Preocupado por la mercantilización de los concursos de vinos, el sumiller belga Eric Boschman decidió corroborar que varios premios solo buscan ganar dinero. Partiendo de la pregunta: “¿Nos podemos fiar de los premios ganados por los vinos?”, decidió escoger el peor vino que pudo encontrar en un supermercado, sustituir su etiqueta y enviarlo a concursar. La mezcla que costó 2,5 euros pasó como cualquier vino de calidad y los jurados no se dieron cuenta. El equipo que jugó la broma eligió el concurso internacional Gilbert & Gaillard y, contra todo pronóstico, recibieron la medalla de oro por su vino.
¿Cómo lo lograron? Siguiendo unas reglas estandarizadas que más que garantizar calidad garantizan patrones, algo parecido a una checklist o lista de requisitos. Abonaron 50 euros para participar, rebautizaron el vino con un nombre sofisticado, Le Château Colombier, y enviaron un análisis de laboratorio con unos niveles de alcohol y azúcar alterados pues sabían que en realidad nadie corroboraría la autenticidad de estas cifras. “¡Podríamos enviar lo que queramos!”, dijeron. El jurado describió el vino como: “Paladar suave, afilado y rico con aromas limpios y juveniles que prometen una agradable complejidad. Muy interesante”.
Un sumiller colombiano que conoce la industria lo corroboró: “Pasa todo el tiempo, no te fíes de las opiniones de los «expertos». Es lamentable: o tienes suerte o pagas, así funciona. ¿No pasa lo mismo en tu campo del periodismo?”. Su pregunta me hizo pensar en la infinitud de premios que se crean en los distintos saberes y profesiones.
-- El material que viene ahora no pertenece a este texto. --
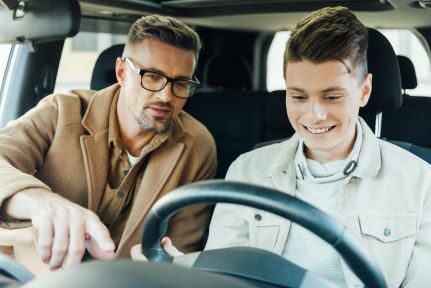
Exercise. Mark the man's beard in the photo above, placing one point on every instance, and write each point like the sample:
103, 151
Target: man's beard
148, 125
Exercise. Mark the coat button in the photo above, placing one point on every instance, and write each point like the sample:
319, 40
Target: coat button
258, 217
387, 231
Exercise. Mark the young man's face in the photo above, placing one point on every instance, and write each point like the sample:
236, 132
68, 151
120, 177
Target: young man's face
323, 102
152, 111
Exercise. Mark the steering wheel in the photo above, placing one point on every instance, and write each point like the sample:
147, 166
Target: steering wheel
251, 264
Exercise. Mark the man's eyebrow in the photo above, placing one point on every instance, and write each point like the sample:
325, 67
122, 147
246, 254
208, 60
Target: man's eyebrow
297, 89
152, 69
333, 89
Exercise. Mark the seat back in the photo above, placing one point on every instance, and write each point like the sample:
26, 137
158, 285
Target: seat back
386, 92
412, 122
104, 69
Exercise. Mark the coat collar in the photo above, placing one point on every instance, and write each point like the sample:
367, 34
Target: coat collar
95, 146
96, 117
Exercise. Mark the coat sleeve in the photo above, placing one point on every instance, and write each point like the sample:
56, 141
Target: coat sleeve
227, 228
188, 228
418, 274
23, 145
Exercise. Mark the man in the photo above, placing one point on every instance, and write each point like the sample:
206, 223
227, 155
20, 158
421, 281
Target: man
86, 167
380, 192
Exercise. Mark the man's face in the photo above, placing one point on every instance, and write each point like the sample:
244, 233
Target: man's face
152, 111
323, 102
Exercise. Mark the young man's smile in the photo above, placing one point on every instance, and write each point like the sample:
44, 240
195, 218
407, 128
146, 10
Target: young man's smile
323, 101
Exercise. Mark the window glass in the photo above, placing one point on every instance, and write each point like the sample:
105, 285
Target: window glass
404, 41
274, 66
4, 56
79, 56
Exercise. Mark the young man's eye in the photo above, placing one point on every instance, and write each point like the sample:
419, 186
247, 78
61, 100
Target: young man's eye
333, 98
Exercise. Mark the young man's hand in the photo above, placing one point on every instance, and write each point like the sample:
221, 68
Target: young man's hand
136, 254
63, 230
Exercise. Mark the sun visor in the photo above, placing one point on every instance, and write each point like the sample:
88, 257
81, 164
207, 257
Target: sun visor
38, 20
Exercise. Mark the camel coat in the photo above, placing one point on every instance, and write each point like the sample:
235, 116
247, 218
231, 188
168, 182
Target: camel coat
61, 146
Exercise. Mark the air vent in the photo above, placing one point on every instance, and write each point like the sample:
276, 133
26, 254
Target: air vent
8, 4
425, 3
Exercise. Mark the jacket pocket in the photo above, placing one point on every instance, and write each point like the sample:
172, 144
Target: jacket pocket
390, 240
264, 227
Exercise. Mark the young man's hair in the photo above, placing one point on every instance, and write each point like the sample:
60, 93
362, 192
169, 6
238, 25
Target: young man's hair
331, 33
165, 29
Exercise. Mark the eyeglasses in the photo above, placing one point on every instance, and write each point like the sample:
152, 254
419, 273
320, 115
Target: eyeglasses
154, 82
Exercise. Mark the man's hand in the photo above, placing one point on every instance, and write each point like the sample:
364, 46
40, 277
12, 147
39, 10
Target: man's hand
63, 229
136, 254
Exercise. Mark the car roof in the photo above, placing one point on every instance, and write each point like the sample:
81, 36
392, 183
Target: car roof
262, 15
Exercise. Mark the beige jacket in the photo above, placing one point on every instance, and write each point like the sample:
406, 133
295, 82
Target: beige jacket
390, 188
61, 145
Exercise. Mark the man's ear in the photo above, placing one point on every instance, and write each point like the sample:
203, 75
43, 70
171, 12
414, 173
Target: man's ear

Ya es un hecho que vivimos saturados de premios. Premios que seguramente se crean con buenas intenciones, pero que terminan por convertirse en pequeños nichos en los que ganan siempre los mismos, para después volverse jurados y premiar a los que antes los premiaron.
Sin embargo, el asunto de fondo no es solo la endogamia de los premios y el “yo te ayudo, tú me ayudas”. Algo de eso siempre hay, pero la razón de más peso es otra: para dar una sensación de objetividad creamos más y más criterios sin saber qué es lo que hacen, ni cómo se ponderan, ni de dónde salieron. Pero el arte no es ciencia y lo único que terminamos haciendo es crear rúbricas y más rúbricas y luego rúbricas de las rúbricas. Así, en ese afán por sonar serios y objetivos terminamos por desgarrar un objeto hasta desvanecerlo. Como van las cosas, no deberíamos sorprendernos de que surjan premios de premios y rankings de rankings.
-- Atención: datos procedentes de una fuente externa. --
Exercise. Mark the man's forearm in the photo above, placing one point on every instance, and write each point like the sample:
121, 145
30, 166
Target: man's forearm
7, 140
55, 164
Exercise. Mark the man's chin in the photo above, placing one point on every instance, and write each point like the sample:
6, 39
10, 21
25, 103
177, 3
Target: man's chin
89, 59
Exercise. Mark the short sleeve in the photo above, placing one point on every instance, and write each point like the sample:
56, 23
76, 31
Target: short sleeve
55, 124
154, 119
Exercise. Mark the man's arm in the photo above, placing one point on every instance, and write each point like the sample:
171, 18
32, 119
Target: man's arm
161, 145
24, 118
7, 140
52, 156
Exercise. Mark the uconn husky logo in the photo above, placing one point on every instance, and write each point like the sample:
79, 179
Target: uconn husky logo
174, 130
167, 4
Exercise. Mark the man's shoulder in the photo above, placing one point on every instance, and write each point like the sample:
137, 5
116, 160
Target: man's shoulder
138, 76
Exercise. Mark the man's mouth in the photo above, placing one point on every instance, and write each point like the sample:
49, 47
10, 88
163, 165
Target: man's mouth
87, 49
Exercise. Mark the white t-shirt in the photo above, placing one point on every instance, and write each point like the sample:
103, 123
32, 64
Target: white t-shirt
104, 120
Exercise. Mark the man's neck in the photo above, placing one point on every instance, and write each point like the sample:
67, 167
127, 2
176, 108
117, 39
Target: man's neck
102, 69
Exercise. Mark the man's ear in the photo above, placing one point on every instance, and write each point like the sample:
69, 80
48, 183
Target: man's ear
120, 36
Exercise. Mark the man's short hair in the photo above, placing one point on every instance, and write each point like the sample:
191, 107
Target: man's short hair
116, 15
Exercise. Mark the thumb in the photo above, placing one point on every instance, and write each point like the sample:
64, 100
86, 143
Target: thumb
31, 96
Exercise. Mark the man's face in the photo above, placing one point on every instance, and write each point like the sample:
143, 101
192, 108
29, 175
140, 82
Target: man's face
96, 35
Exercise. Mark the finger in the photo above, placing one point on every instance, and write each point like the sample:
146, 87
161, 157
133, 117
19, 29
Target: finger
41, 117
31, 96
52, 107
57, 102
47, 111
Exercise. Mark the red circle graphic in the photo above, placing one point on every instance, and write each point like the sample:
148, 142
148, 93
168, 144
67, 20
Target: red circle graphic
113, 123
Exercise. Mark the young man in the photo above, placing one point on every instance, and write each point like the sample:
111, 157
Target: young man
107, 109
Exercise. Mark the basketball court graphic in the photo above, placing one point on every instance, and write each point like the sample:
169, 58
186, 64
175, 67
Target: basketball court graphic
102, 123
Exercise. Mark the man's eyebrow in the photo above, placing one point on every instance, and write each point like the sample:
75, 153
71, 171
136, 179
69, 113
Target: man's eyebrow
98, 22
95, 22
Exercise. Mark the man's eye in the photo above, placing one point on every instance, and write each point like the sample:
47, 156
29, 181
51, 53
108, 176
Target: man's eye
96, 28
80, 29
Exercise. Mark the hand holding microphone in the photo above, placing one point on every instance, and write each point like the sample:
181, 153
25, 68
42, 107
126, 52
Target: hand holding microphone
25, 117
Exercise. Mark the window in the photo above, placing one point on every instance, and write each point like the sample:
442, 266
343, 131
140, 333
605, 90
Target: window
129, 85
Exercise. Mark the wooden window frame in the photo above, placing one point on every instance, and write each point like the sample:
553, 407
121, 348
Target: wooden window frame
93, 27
Claro, en una época de flujos excesivos de información, no es asombroso que andemos desesperados por encontrar sistemas que nos permitan orientarnos. Pero querer buscar sistemas no significa encontrarlos. La pérdida de confianza en el juicio humano y su reemplazo por rúbricas no nos lleva necesariamente a mejores resultados. No estoy diciendo que no sean deseables las mediciones, ni las acreditaciones, ni los procedimientos, ni los rankings, ni todos los demás etcéteras. Solo estoy diciendo que la prudencia, la sabiduría o el buen criterio no son reemplazables por formularios.
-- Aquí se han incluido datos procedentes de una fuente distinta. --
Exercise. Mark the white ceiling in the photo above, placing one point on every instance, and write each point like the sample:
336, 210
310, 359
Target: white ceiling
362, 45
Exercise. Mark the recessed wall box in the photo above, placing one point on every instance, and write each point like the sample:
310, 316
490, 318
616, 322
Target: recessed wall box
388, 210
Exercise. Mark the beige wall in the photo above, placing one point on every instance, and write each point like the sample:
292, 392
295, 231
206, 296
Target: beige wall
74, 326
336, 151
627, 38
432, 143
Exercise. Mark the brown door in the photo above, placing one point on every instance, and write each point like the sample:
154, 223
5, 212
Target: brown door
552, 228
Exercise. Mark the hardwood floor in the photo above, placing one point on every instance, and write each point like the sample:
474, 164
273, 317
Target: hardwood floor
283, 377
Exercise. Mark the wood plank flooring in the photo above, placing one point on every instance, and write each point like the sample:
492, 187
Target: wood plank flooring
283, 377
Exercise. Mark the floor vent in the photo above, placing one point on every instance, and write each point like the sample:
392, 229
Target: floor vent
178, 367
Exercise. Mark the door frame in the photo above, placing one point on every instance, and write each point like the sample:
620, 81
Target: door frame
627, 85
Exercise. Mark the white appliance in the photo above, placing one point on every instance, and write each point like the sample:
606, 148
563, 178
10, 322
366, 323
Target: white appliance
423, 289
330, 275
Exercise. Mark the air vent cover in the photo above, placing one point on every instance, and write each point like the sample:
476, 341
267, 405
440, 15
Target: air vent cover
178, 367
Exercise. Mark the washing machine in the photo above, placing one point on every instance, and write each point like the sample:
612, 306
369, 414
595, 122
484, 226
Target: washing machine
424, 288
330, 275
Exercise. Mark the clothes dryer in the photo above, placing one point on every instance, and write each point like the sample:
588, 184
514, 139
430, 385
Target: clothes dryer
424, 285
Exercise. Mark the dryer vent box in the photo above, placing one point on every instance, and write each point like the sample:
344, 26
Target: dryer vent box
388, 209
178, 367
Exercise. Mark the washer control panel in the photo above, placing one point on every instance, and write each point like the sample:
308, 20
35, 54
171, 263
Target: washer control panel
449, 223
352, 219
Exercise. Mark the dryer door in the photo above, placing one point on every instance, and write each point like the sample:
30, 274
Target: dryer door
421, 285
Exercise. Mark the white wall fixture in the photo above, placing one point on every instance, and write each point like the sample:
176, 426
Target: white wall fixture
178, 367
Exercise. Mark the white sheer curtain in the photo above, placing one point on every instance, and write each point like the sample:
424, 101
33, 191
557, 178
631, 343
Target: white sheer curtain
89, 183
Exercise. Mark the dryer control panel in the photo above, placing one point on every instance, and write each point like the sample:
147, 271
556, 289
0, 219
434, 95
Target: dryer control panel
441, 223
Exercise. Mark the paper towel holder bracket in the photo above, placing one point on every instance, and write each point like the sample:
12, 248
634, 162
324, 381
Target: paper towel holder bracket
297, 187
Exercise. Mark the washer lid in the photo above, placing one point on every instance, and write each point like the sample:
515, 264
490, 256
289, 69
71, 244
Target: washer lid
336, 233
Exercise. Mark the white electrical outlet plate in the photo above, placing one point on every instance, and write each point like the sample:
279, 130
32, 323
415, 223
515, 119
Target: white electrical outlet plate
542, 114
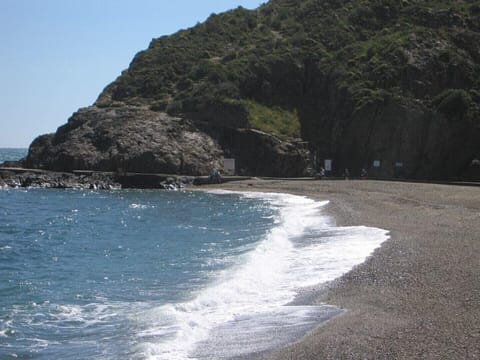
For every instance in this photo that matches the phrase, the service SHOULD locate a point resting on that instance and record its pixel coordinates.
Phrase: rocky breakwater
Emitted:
(23, 178)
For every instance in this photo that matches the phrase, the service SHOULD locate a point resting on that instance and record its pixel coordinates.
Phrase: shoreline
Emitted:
(418, 295)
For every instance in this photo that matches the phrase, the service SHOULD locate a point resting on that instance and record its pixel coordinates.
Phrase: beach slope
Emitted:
(418, 296)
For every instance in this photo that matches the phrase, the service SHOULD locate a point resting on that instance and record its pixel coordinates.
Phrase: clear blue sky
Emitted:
(57, 55)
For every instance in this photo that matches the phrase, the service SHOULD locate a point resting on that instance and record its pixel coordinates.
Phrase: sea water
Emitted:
(144, 274)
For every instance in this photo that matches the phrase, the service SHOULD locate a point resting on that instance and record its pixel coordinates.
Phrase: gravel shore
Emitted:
(418, 295)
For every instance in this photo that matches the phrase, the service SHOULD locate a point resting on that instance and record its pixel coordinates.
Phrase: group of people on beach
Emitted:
(346, 174)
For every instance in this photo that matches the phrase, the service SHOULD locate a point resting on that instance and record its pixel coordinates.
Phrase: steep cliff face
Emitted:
(397, 82)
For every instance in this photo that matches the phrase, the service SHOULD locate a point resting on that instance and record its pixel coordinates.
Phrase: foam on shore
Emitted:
(246, 310)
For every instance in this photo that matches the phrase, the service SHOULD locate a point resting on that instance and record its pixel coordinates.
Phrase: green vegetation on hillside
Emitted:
(281, 59)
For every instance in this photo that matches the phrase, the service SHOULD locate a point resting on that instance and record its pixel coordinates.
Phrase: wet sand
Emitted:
(418, 295)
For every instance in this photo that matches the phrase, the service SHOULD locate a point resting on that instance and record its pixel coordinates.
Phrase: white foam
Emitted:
(302, 249)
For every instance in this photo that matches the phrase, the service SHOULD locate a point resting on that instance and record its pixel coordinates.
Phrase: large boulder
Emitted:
(126, 138)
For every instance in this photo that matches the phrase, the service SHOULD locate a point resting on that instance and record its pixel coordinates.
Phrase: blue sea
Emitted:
(148, 274)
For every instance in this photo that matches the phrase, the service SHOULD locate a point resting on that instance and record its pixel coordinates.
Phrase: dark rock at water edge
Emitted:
(55, 180)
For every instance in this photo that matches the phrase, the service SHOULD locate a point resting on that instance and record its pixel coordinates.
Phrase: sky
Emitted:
(56, 56)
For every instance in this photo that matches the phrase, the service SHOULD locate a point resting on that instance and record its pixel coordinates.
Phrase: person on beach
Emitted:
(321, 174)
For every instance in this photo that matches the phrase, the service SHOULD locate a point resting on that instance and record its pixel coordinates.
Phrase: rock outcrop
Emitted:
(389, 86)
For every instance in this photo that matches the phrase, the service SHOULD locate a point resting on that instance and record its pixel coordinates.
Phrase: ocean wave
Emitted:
(303, 249)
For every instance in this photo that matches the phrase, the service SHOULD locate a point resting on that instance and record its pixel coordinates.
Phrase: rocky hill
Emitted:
(287, 85)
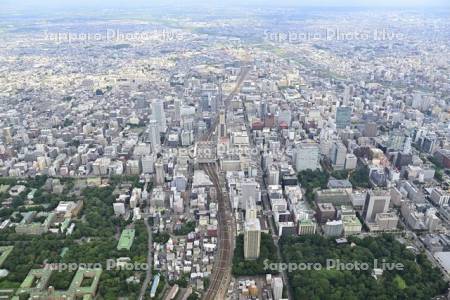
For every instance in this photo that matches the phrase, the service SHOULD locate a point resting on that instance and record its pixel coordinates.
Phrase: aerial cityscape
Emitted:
(255, 150)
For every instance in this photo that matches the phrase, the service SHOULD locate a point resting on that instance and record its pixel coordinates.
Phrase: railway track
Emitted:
(221, 275)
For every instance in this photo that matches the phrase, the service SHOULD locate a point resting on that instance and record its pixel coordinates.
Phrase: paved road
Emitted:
(266, 207)
(148, 275)
(221, 275)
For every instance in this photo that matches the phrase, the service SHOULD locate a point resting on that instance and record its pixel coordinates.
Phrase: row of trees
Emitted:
(317, 179)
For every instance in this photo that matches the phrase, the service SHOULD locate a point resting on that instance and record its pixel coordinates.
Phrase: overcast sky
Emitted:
(61, 4)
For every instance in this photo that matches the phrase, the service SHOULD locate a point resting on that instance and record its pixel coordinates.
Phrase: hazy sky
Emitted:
(134, 3)
(36, 7)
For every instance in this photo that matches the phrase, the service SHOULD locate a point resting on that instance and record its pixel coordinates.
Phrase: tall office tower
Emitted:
(7, 135)
(338, 155)
(177, 104)
(159, 114)
(307, 156)
(160, 176)
(377, 201)
(251, 212)
(277, 288)
(348, 93)
(263, 109)
(214, 103)
(407, 146)
(147, 163)
(252, 239)
(222, 124)
(343, 117)
(250, 189)
(370, 129)
(154, 136)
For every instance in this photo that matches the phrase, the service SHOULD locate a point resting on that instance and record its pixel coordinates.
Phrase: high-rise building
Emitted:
(370, 129)
(343, 117)
(250, 189)
(307, 156)
(377, 201)
(160, 176)
(159, 114)
(147, 163)
(251, 211)
(252, 239)
(222, 124)
(153, 135)
(177, 104)
(338, 155)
El otro día, por ejemplo, me enteré de que en algunas facultades de arquitectura no evalúan el valor estético de los proyectos. Al parecer, me dijeron, la estética no se puede medir. Quedé desconcertada. ¿Qué será entonces esa tristeza que atraviesa el alma cuando uno alza la mirada y observa el estado actual de la capital? Un día nos levantamos y, como pasó con Le Château Colombier, estamos leyendo que Bogotá se ganó el premio a la ciudad más linda del mundo. Y capaz que, haciendo caso omiso a nuestros ojos, además salimos a aplaudir.